Obviously these are very different passings or projected passings, but the point is that for all species, life is a short and fleeting event. Some species by their very nature live longer; others live only a few hours. Some are able to live their allotted time frame; others have their lives cut short by illness, accident, war, etc. But in all cases, even for those who live a relatively long time, the fact is that everything will one day die.
We tend to fear death, which is natural in the first place, and an inborn survival mechanism for the species in the second place. But the reality is that life and death are just flip sides of the same coin. Life on this planet is eternal (or so I hope unless we as a species manage to kill off Mother Earth) and I suspect there is life elsewhere in the universe. Life will continue in the big picture, but not for the individual.
At this time of year, with fall approaching, we can easily see Nature's natural rhythms of birth and death. I used to dread winter especially as everything seemed so dead. And humans have set up a frenetic pace of life around the Winter Solstice as if trying to deny that we are also carbon based life forms and we too need to slow down and do our "cave work" in the winter, just as the rest of nature does, resting and regenerating for spring.
All of life is cyclical and our time here in this world is limited. This is not meant to be morbid, but simply to recognize the very nature of the universe at large. Recently a blog I follow had a post entitled Kittens and Death and the writer's point was just that. Every relationship we have, big and small alike, will end. What does this mean?
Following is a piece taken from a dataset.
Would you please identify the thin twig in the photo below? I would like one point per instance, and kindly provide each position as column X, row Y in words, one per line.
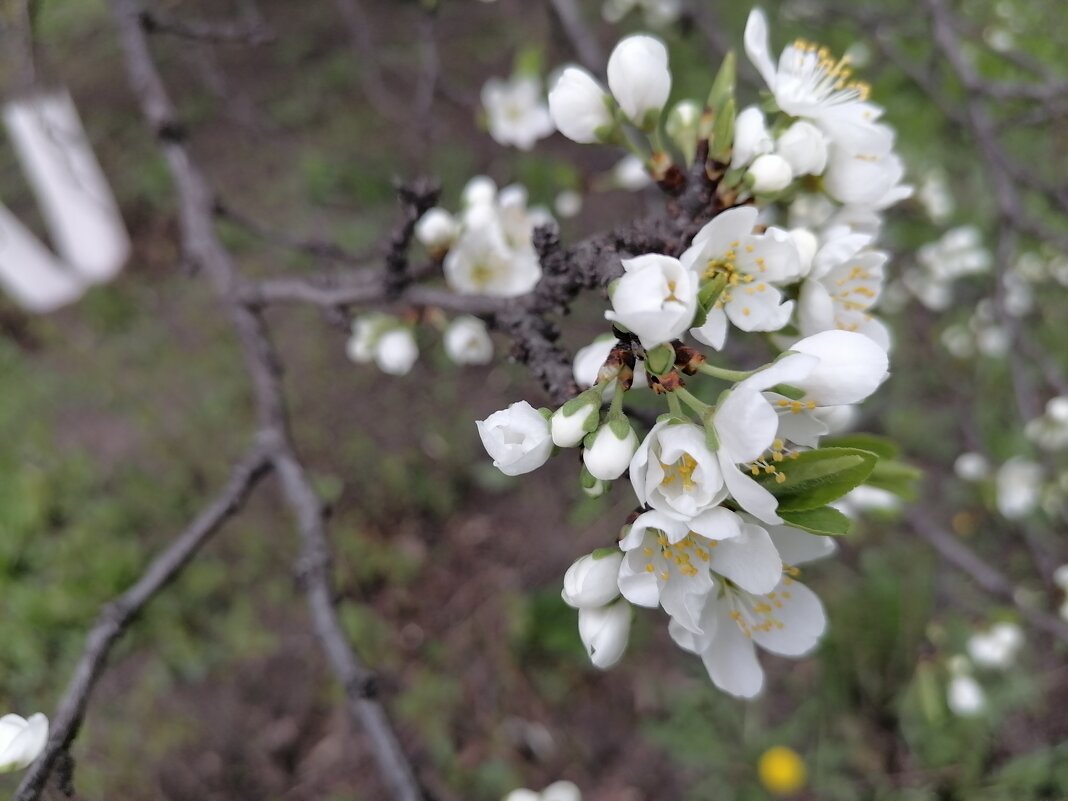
column 120, row 614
It means I think that I need to acknowledge that and then live to the fullest, in the present moment, noticing what is going on around me, treasuring my companions along the way, looking up from my quilting to notice the birds foraging outside my window or the butterflies flying past, enjoying every moment with my four-legged companions knowing that I will in all likelihood outlive them, enjoying the good along with the bad, simply being present and aware.
That is not a very simple task, but it is one that I for one need to remember, and weeks such as this one, bring the point home and give me a chance to reflect and remember to stay present. The past is gone and I have no idea what the future holds, but I know I have this moment right here right now, and that is more than enough.